More than 30 states have enacted mask requirements similar to Wisconsin, and politics aside, masks are an important measure to reduce workforce disruptions – a key tool to keep your staff safe and on the job.

Because cheese is selling. National scanner data shows cheese volume sales at retail remaining up about 15 percent in July compared to the same weeks last year. These sales, combined with rising foodservice orders, USDA dairy buys and export ship-outs from the “cheap cheese” days in April, conspired to rocket the benchmark spot market for block cheddar at the Chicago Mercantile Exchange to an all-time record $3.00 per pound in July.

That lift, rather than a change in consumer demand, has high-volume cheese makers and processors reporting a softening in orders in recent weeks. Retail grocery promotions for cheese have withered and while convenient natural sliced cheese continues to sell, chunks and shreds have slowed. That slowdown signaled a turn, and at this writing, just 17 days since the $3.00 record, the spot market for cheddar has fallen 119 cents to $1.81. Buyers will be back.
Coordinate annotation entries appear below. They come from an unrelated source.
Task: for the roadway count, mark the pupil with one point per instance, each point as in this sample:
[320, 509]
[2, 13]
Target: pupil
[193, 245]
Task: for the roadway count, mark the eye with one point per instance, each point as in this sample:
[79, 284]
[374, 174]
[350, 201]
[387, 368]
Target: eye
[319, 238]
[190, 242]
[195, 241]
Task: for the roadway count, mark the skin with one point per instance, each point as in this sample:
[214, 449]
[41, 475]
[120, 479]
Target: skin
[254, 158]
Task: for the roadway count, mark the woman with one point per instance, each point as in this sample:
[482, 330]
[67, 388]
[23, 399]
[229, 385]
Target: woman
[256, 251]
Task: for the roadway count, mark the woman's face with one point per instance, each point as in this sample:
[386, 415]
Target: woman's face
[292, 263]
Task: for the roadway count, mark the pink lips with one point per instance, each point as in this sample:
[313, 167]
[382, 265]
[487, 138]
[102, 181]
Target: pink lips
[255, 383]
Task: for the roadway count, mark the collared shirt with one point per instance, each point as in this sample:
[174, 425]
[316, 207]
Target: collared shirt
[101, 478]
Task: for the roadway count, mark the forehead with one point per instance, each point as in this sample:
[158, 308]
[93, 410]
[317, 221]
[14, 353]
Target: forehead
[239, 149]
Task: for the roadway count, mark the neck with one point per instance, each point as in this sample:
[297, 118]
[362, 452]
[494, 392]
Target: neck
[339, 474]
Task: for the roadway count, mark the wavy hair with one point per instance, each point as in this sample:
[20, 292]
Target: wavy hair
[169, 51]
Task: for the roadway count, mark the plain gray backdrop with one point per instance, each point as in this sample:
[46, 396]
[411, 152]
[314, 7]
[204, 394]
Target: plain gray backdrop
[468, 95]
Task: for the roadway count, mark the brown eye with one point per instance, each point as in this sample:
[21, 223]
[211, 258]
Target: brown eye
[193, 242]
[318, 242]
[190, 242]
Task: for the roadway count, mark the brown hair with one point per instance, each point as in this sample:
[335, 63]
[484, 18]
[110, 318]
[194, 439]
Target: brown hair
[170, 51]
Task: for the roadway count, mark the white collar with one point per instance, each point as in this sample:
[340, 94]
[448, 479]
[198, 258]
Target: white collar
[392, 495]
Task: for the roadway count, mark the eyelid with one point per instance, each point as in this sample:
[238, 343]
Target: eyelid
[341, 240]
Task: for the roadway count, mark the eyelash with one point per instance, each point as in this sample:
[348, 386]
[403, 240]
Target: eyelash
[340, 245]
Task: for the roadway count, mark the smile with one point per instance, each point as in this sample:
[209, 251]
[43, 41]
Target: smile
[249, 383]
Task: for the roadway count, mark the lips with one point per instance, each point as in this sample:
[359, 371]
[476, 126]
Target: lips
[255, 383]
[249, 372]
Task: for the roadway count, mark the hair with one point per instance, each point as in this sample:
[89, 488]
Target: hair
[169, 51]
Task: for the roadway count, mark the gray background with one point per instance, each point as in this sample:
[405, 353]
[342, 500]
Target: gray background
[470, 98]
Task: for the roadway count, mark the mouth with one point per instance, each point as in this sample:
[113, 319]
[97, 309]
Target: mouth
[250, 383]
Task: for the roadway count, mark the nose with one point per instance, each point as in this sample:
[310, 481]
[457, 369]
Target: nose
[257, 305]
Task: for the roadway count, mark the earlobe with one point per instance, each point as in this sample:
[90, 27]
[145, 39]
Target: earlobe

Sales into foodservice remain down across the board.  Macro data finds quick service restaurant sales off 12 percent and full-service restaurants down 25 percent into late July. Cheesemakers report foodservice cheese sales down in that ballpark or greater, yet none report a new downturn matching a return to reduced (or outdoor only) restaurant seating in states like Texas, California, New York and New Jersey. 

Foodservice sales off 25 percent still represent growth from steep declines in April and May, cheesemakers note, but no processor was bullish on foodservice growth in this third quarter of 2020. School openings (and remaining open) is the wild card that may shift eating away from home.

Pizza sales among the large chains remain strong with Domino’s reporting sales up 16 percent in the second quarter of 2020; Papa John’s up 28 percent, and Pizza Hut U.S. sales rising 1 percent. Frozen pizza sales are up 34 percent in March through July compared to last year.

Mozzarella makers report solid production as pizza chains and independent restaurants adapt to curbside pickup and online sales.

Specialty and artisanal production and sales are too complex to generalize, yet some patterns emerge. Feta cheese sales are strengthening, and Hispanic cheeses are selling well. Manufacturers with specialties cut to exact weight for retail are performing well, but the more common sale from artisan cheesemakers – bulk wheels or forms bound for higher-end cheese stores, seating dining establishments or high-end delis – are down.

Cheese has proven a staple in the diets of consumers preparing food at home, and treating themselves to an affordable, artisanal experience. But sales favor products easy for the consumer to grab at the store, convenient to use at home and familiar enough to work with in the recipes they know.

End user demand remains, but the cheese industry has seen record low and record high benchmarks for cheese pricing, and the rollercoaster is plunging again. Volatility lies in an insecure pipeline trying to manage product volumes and cost of goods held in uncertain times. At the plant level, cheesemakers should focus on workforce safety, reliable supply, and unprecedented sales and marketing communication with buyers navigating these uncertain times.